June Haver (June 10, 1926 - July 4, 2005), was an American film actress, who was born in Rock Island, Illinois as Beverly Jane Stovenour. "June" was her nickname and her surname became "Haver" when her mother divorced and remarried. Haver began singing on stage at the age of six, working regularly as a band singer by her teens. In 1943 the Fox movie studio had hired her, with her first starring role as Cri-Cri in Home In Indiana (1945). Later that year she co-starred with future husband, Fred MacMurray, in Where Do We Go From Here?, which was the only time the pair appeared together in a film.
Although Haver was originally groomed to be the next Betty Grable (she was known as "Pocket Grable"), her acting career was to be brief. In 1952, following a divorce and the death of her fiancé, she converted to Roman Catholicism and announced that she would become a nun.
Accounts differ on whether she entered a convent briefly in 1953 or ultimately decided against going through with it. Around that time, Haver met MacMurray, one of the wealthiest and most conservative men in Hollywood, again, and a romantic relationship developed. They were married on June 28, 1954, and Haver remained largely retired from acting (her last appearances were as herself on The Lucy-Desi Comedy Hour in 1958 and Disneyland '59); she later found some success as an interior decorator. The couple adopted two daughters and remained together until MacMurray's death in 1991.

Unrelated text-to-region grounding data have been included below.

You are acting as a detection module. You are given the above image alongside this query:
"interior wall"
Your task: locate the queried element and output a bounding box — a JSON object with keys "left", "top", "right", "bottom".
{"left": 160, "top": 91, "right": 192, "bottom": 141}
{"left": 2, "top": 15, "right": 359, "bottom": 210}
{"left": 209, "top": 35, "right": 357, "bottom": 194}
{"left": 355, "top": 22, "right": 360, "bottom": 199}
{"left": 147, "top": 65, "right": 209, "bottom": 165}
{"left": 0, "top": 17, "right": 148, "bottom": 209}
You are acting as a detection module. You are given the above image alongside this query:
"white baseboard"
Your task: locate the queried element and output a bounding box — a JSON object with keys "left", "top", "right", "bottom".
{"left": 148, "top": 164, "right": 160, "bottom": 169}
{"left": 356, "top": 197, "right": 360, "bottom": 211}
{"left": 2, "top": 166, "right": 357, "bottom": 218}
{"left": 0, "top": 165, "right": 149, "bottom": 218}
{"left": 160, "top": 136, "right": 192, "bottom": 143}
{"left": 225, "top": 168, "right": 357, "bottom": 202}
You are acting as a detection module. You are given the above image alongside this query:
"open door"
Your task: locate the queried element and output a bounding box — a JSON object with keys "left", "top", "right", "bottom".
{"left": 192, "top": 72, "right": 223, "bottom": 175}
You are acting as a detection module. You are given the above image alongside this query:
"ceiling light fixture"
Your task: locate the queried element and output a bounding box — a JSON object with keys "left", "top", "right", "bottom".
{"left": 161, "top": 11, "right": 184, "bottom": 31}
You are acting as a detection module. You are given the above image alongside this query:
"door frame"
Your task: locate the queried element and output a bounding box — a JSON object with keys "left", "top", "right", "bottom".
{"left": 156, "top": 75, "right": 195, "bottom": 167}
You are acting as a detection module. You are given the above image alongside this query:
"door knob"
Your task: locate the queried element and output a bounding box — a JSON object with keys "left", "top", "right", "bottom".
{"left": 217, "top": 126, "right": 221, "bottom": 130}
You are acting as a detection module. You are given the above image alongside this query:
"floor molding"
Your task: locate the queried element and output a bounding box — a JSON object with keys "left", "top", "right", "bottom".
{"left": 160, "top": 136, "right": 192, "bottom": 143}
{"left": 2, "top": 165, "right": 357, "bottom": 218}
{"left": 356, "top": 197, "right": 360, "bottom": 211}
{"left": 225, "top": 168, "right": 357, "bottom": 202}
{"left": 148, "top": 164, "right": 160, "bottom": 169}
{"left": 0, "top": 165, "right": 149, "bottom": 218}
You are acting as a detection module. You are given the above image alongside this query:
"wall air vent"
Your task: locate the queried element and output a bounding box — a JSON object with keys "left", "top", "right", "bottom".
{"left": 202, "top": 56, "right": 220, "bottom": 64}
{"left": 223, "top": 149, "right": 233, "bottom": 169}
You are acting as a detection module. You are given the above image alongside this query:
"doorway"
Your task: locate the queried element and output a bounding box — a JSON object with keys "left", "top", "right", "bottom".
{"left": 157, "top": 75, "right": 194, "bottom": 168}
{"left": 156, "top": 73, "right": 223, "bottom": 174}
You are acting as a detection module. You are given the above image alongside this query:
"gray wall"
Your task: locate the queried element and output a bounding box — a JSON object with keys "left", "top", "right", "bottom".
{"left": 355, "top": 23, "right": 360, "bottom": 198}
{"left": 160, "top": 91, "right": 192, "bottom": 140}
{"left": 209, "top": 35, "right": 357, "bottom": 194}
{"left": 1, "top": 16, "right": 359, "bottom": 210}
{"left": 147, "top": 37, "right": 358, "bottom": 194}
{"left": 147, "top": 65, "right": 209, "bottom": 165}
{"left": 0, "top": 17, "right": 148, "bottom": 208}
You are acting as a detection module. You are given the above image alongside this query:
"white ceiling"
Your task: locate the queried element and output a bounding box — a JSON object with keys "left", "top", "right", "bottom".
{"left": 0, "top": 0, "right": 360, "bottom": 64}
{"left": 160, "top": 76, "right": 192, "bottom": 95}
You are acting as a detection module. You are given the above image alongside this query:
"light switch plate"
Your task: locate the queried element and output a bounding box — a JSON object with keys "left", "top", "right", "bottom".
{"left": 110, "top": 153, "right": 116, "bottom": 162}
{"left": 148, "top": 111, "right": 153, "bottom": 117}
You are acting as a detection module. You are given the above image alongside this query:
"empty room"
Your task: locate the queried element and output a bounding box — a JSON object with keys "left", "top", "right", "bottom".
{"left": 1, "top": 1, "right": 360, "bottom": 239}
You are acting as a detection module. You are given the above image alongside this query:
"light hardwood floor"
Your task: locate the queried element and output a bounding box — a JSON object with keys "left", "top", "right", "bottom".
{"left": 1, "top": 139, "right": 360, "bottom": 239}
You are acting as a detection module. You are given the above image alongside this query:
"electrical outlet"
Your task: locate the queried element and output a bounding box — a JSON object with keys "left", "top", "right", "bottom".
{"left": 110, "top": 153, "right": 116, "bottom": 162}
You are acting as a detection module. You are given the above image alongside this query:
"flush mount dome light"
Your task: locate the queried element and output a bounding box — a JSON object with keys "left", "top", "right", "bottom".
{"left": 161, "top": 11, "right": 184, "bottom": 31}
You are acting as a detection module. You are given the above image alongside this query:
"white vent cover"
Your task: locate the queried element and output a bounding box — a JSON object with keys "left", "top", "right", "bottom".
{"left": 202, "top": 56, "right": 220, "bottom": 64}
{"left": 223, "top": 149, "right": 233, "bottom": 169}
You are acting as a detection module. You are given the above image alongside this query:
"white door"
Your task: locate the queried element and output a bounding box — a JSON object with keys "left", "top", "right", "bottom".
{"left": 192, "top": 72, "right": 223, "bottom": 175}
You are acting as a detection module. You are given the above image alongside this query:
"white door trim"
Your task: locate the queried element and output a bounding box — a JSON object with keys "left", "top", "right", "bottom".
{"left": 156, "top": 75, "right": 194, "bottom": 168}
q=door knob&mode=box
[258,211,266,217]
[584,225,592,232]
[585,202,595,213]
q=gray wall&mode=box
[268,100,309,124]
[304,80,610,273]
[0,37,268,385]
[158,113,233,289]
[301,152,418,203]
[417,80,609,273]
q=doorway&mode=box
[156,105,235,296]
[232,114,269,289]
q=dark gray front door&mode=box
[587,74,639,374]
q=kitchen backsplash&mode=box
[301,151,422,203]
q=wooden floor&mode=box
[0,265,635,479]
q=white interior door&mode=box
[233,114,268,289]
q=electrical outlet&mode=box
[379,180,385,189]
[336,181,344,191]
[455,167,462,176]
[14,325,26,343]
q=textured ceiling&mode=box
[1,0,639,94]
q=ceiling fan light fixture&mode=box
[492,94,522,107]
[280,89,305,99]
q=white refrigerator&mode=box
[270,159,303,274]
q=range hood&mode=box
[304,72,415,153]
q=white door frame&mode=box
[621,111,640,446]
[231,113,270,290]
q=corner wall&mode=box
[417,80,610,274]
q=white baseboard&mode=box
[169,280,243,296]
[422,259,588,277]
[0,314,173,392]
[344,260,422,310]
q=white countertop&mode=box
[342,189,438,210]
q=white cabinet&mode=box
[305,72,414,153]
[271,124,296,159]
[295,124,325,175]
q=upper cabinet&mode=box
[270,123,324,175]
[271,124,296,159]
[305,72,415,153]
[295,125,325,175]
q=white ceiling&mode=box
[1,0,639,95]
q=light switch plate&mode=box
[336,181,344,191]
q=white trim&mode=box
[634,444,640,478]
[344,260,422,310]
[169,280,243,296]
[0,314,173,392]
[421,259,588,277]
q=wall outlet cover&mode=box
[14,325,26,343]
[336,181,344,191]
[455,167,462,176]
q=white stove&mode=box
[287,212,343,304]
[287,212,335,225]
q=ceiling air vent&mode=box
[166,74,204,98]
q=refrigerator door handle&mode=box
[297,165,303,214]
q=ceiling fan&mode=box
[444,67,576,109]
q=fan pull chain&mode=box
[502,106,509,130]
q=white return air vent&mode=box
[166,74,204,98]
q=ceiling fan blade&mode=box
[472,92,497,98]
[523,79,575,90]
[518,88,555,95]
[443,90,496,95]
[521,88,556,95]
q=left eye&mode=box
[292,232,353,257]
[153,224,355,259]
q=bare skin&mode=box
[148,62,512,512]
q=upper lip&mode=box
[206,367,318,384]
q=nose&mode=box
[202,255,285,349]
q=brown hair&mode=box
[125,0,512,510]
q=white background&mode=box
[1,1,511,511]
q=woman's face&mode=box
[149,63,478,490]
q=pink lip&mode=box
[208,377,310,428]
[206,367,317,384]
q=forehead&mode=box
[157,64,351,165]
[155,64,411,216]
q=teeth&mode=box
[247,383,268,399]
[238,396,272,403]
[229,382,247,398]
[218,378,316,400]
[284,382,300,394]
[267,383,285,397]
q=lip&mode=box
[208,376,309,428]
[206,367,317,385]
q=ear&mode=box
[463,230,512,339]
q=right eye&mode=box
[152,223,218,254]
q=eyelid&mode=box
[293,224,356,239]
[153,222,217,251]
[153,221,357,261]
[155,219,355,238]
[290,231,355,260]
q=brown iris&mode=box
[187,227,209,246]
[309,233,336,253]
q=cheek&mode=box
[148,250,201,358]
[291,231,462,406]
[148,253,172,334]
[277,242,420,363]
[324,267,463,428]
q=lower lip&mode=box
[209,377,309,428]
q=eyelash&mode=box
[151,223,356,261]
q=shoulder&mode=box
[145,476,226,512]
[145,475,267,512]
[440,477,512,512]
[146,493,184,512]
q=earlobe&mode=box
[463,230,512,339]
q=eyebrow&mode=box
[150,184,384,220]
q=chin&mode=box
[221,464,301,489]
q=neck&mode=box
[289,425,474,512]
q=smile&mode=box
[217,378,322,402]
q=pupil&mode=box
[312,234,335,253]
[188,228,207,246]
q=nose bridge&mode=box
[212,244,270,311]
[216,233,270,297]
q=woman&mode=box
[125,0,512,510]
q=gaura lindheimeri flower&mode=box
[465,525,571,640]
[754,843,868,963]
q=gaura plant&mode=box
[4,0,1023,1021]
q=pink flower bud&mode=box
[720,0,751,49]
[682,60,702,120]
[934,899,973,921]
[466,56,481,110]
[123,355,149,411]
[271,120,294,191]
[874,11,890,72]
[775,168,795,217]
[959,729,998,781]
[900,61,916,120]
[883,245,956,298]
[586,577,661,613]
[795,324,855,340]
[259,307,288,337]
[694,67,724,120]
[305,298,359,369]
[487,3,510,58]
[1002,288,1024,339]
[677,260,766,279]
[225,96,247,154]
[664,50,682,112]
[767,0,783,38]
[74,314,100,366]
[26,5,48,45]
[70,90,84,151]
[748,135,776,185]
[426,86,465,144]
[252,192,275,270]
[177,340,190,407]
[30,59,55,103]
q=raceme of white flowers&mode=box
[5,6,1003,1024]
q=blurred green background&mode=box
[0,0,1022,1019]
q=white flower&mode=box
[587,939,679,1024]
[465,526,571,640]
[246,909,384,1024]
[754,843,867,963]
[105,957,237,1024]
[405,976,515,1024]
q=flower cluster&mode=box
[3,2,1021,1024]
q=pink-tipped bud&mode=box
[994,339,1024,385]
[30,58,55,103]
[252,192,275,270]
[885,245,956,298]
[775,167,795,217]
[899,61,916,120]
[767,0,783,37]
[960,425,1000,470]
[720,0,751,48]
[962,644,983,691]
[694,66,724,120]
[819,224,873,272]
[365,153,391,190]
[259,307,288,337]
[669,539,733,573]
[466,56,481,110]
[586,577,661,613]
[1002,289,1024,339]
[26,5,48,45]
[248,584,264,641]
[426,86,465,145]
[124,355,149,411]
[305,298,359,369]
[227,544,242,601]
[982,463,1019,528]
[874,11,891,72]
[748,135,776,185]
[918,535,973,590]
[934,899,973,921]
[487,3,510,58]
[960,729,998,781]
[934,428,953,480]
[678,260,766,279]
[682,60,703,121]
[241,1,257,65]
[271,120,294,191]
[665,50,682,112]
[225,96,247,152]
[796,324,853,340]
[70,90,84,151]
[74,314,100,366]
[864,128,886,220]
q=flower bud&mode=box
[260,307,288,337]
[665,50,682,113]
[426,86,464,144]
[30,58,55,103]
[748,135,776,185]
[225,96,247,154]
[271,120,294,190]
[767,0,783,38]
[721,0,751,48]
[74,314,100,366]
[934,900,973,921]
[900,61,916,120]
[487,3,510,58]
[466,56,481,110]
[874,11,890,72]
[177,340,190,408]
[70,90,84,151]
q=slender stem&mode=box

At the urging of friends, Ann Miller and Ann Rutherford, Haver finally joined the Academy of Motion Picture Arts and Sciences at the age of 75. For her contribution to the motion picture industry, June Haver has a star on the Hollywood Walk of Fame at 1777 Vine Street.
June Haver died from respiratory failure four years later at her home in Brentwood, California at the age of 79 and was buried with her husband at Holy Cross Cemetery, in Culver City.
Haver left behind two stepchildren (by MacMurray's first marriage), two adopted children, and seven grandchildren.